Configuration Validation

Parameter Validation

def validate_preprocessing_config(config):
    """Validate preprocessing configuration"""
    errors = []

    if not 0.0 <= config.ccthreshold <= 1.0:
        errors.append("ccthreshold must be between 0.0 and 1.0")

    if not 0.0 <= config.outlier_distance <= 1.0:
        errors.append("outlier_distance must be between 0.0 and 1.0")

    if config.sample_size is not None and config.sample_size <= 0:
        errors.append("sample_size must be positive")

    if errors:
        raise ValueError("Configuration errors: " + "; ".join(errors))

def validate_hardware_config(config):
    """Validate hardware configuration"""
    import torch

    if config.device == 'cuda' and not torch.cuda.is_available():
        raise ValueError("CUDA requested but not available")

    if config.device == 'mps' and not torch.backends.mps.is_available():
        raise ValueError("MPS requested but not available")

    if config.batch_size > 512:
        print("Warning: Very large batch size may cause memory issues")
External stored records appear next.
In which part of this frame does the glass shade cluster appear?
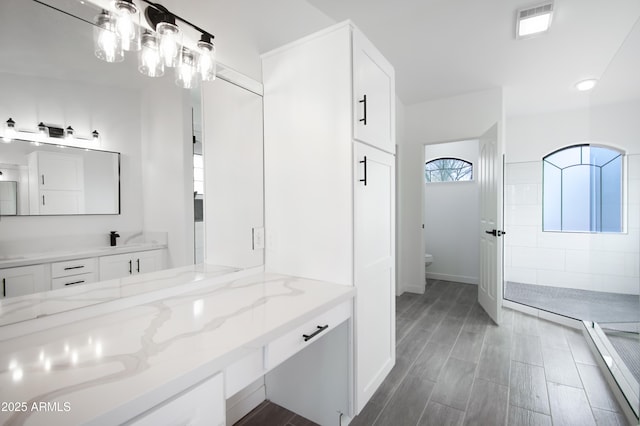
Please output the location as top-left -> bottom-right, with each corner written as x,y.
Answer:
94,0 -> 216,89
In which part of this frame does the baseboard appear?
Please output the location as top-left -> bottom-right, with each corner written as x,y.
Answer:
425,271 -> 479,285
227,377 -> 267,425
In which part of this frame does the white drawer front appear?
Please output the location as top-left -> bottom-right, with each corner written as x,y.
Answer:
51,257 -> 97,278
51,272 -> 98,290
266,301 -> 351,370
224,348 -> 265,399
126,374 -> 225,426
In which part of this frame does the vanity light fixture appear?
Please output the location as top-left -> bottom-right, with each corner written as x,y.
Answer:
138,31 -> 164,77
2,117 -> 16,143
114,0 -> 140,52
516,2 -> 553,38
576,78 -> 598,92
93,10 -> 124,62
198,34 -> 216,81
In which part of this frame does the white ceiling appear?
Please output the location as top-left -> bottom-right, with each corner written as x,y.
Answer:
308,0 -> 640,115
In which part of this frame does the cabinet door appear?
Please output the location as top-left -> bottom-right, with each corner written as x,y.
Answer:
354,142 -> 395,412
131,250 -> 164,274
353,31 -> 395,153
100,253 -> 135,281
0,265 -> 49,298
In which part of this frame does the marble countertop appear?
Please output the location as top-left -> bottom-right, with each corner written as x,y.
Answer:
0,264 -> 244,334
0,273 -> 355,425
0,242 -> 167,269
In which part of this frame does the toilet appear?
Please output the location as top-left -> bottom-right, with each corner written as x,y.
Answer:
424,253 -> 433,268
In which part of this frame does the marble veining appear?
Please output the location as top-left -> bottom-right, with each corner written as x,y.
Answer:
0,274 -> 355,424
0,264 -> 238,330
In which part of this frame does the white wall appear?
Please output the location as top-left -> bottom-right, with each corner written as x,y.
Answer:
0,74 -> 143,254
505,103 -> 640,294
397,88 -> 503,294
424,140 -> 480,284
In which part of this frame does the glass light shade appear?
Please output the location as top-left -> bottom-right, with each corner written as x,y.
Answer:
114,0 -> 140,52
138,32 -> 164,77
198,40 -> 216,81
93,10 -> 124,62
176,47 -> 197,89
156,22 -> 182,67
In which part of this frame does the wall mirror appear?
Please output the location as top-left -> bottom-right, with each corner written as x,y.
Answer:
0,139 -> 120,216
Configuration Compatibility

def check_config_compatibility(preprocess_config, simclr_config):
    """Check compatibility between different module configurations"""
    warnings = []

    # Check if sample size is appropriate for training epochs
    if (preprocess_config.sample_size and 
        preprocess_config.sample_size < 1000 and 
        simclr_config.epochs > 50):
        warnings.append("Small sample size with many epochs may cause overfitting")
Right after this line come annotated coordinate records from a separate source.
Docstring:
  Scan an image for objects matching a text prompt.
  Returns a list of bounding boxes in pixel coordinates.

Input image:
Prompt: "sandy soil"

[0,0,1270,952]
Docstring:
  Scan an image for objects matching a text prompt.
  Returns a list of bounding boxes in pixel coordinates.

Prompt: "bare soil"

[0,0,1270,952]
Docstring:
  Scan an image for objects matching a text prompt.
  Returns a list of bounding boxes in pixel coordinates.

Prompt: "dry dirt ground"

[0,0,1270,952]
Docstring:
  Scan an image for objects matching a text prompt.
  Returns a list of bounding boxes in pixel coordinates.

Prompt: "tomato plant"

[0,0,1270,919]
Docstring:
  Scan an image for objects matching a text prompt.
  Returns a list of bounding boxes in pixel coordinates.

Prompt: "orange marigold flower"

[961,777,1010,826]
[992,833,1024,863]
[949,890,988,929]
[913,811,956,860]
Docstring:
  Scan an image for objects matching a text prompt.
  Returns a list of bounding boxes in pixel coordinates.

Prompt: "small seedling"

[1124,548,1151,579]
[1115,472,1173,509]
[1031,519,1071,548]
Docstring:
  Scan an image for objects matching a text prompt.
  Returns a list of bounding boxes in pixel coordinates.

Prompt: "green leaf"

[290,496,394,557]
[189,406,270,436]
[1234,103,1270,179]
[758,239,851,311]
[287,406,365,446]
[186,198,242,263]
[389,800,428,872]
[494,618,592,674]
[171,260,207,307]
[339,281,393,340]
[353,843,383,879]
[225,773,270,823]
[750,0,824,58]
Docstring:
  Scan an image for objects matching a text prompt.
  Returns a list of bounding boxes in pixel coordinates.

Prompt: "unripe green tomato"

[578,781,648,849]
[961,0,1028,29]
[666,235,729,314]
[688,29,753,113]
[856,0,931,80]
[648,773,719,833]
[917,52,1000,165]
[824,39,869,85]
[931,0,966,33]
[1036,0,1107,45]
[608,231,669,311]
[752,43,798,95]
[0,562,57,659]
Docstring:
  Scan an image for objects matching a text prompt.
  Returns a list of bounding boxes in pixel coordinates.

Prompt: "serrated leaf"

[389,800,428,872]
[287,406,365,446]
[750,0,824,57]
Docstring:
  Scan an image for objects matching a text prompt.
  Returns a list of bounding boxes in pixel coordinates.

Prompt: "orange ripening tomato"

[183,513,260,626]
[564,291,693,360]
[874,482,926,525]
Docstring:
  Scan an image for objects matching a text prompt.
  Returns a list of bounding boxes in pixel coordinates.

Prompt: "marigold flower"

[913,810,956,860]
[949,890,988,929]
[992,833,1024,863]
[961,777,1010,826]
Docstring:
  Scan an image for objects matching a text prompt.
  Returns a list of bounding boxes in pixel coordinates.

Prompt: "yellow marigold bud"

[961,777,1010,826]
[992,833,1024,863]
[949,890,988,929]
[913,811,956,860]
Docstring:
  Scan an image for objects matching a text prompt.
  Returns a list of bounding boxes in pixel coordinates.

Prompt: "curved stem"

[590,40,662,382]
    # Check batch size vs dataset size
    if (preprocess_config.sample_size and 
        simclr_config.batch_size > preprocess_config.sample_size // 10):
        warnings.append("Batch size may be too large for dataset size")

    for warning in warnings:
        print(f"Warning: {warning}")

Best Practices

Configuration Management

  1. Use version control for configuration files
  2. Separate configs by environment (dev/staging/prod)
  3. Document configuration changes and their impact
  4. Validate configurations before running experiments
  5. Use meaningful parameter names and comments

Performance Optimization

  1. Profile different configurations to find optimal settings
  2. Monitor resource usage (GPU memory, CPU, disk I/O)
  3. Adjust batch sizes based on available hardware
  4. Use mixed precision for compatible hardware
  5. Enable compilation with PyTorch 2.0+

Reproducibility

# Ensure reproducible results
reproducibility_config = {
    'random_seed': 42,
    'deterministic': True,
    'benchmark': False,  # Disable cudnn benchmark for reproducibility
    'num_workers': 0     # Avoid multiprocessing for deterministic results
}

# Set seeds
import torch
import numpy as np
import random

def set_reproducible_config(seed=42):
    random.seed(seed)
    np.random.seed(seed)
    torch.manual_seed(seed)
    torch.cuda.manual_seed_all(seed)
    torch.backends.cudnn.deterministic = True
    torch.backends.cudnn.benchmark = False

Configuration Examples by Use Case

Research/Experimentation

research:
  preprocessing:
    sample_size: 5000
    ccthreshold: 0.85
  simclr:
    epochs: 50
    batch_size: 32
    save_frequency: 10
  logging:
    level: DEBUG
    tensorboard: true
    save_embeddings: true

Production Deployment

production:
  preprocessing:
    ccthreshold: 0.92
    quality_checks: strict
  extraction:
    batch_size: 128
    optimization: maximum
  monitoring:
    metrics: true
    alerts: true
    performance_tracking: true

Edge/Mobile Deployment

edge:
  model:
    quantization: int8
    pruning: 0.3
  processing:
    batch_size: 1
    memory_limit: 512MB
  optimization:
    model_compression: true
    inference_only: true

This configuration system provides the flexibility to adapt Prism-H to various environments, datasets, and use cases while maintaining reproducibility and performance.